Sql Comparing two tables: clustered

Showing posts with label clustered. Show all posts

Tuesday, March 20, 2012

Compound Primary Key - order not as expected

Hello,

if you create this table:

create table hello (
int a
, int b
constraint pk_hello primary key clustered ( a, b )
)

and then insert the following records

a,b
1,1
1,2
1,3
2,1
2,2
2,3
3,1
3,2
3,3

and then do

select a,b from hello

the output seems to be:

a,b
1,1
2,1
3,1
1,2
2,2
3,2
1,3
2,3
3,3

which is wrong and (i think) is reflecting the actual index order
and physical order on disk

it should be:

a,b
1,1
1,2
1,3
2,1
2,2
2,3
3,1
3,2
3,3

i have tested this on a table with 500,000 records

and sure enough if you declare the clustered primary key fields in
reverse order:

constraint pk_hello primary key clustered ( b, a )

two things happen:

- the select with no order by returns the records in the expected order
- queries relying on that order run MUCH FASTER

has anyone else seen / noticed this?John Rivers wrote:
> Hello,
> if you create this table:
> create table hello (
> int a
> , int b
> constraint pk_hello primary key clustered ( a, b )
> )
> and then insert the following records
> a,b
> 1,1
> 1,2
> 1,3
> 2,1
> 2,2
> 2,3
> 3,1
> 3,2
> 3,3
> and then do
> select a,b from hello
> the output seems to be:
> a,b
> 1,1
> 2,1
> 3,1
> 1,2
> 2,2
> 3,2
> 1,3
> 2,3
> 3,3
> which is wrong and (i think) is reflecting the actual index order
> and physical order on disk

This is not wrong at all. As long as you do not have an "ORDER BY"
clause the RDBMS is free to return records in *any* order.

> it should be:
> a,b
> 1,1
> 1,2
> 1,3
> 2,1
> 2,2
> 2,3
> 3,1
> 3,2
> 3,3
> i have tested this on a table with 500,000 records
> and sure enough if you declare the clustered primary key fields in
> reverse order:
> constraint pk_hello primary key clustered ( b, a )
> two things happen:
> - the select with no order by returns the records in the expected order

Again: you have to adjust your expectations.

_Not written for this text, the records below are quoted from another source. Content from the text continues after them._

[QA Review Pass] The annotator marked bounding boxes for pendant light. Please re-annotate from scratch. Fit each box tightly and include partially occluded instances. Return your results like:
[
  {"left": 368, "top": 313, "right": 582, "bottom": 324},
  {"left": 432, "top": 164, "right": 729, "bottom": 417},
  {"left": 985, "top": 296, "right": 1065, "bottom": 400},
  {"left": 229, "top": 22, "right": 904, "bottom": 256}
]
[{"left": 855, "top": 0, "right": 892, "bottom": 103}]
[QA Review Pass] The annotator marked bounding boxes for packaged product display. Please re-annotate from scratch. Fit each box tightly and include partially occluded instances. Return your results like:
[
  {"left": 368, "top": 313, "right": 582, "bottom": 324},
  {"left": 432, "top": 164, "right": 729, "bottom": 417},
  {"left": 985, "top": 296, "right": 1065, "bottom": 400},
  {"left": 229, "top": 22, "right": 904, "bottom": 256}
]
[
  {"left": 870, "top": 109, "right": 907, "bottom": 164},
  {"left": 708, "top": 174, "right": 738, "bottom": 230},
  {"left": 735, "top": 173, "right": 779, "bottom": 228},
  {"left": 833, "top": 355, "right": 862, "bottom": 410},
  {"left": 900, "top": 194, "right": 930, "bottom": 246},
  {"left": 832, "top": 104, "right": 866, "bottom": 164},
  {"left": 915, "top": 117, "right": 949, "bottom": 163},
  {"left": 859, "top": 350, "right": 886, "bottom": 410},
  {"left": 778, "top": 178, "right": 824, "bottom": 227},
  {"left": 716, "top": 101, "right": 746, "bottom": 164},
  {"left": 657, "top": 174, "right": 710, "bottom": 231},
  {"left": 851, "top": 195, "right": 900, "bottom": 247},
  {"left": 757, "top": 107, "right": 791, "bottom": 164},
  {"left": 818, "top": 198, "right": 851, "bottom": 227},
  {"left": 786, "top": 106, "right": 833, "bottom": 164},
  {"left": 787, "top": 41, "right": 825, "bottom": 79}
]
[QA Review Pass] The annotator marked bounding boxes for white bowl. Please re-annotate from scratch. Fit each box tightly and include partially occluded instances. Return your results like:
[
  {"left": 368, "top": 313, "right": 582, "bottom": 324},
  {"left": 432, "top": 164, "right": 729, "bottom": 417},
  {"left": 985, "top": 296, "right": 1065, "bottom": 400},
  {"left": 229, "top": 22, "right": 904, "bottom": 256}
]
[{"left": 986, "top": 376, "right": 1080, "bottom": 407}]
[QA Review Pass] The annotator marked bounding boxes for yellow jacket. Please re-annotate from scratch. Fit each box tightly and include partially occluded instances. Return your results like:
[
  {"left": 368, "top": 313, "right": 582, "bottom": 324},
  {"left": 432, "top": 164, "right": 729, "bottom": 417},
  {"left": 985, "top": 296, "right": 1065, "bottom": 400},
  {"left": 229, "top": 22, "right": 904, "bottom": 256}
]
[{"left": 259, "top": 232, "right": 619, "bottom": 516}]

> - queries relying on that order run MUCH FASTER
> has anyone else seen / noticed this?

Yes.

Cheers

robert|||Order is not guaranteed unless you include an ORDER BY. This is by design.

--
Tom

----------------
Thomas A. Moreau, BSc, PhD, MCSE, MCDBA
SQL Server MVP
Toronto, ON Canada
..
"John Rivers" <first10@.btinternet.com> wrote in message
news:1146048739.469710.138210@.e56g2000cwe.googlegr oups.com...
Hello,

if you create this table:

create table hello (
int a
, int b
constraint pk_hello primary key clustered ( a, b )
)

and then insert the following records

a,b
1,1
1,2
1,3
2,1
2,2
2,3
3,1
3,2
3,3

and then do

select a,b from hello

the output seems to be:

a,b
1,1
2,1
3,1
1,2
2,2
3,2
1,3
2,3
3,3

which is wrong and (i think) is reflecting the actual index order
and physical order on disk

it should be:

a,b
1,1
1,2
1,3
2,1
2,2
2,3
3,1
3,2
3,3

i have tested this on a table with 500,000 records

and sure enough if you declare the clustered primary key fields in
reverse order:

constraint pk_hello primary key clustered ( b, a )

two things happen:

- the select with no order by returns the records in the expected order
- queries relying on that order run MUCH FASTER

has anyone else seen / noticed this?|||Let's get back to the basics of an RDBMS. Rows are not records; fields
are not columns; tables are not files; there is no sequential access or
ordering in an RDBMS, so "first", "next" and "last" are totally
meaningless. If you want an ordering, then you need to have a column
that defines that ordering. You must use an ORDER BY clause on a
cursor or in an OVER() clause.

You need to read a book on RDBMS; you are still locked into a file
system mind set.|||Hello,

when a clustered index is present the records *are* physically ordered
on disk to match the index

that is the whole point of a clustered index

and by default a select statement with no ORDER BY will always return
data in the order of the clustered index (when present)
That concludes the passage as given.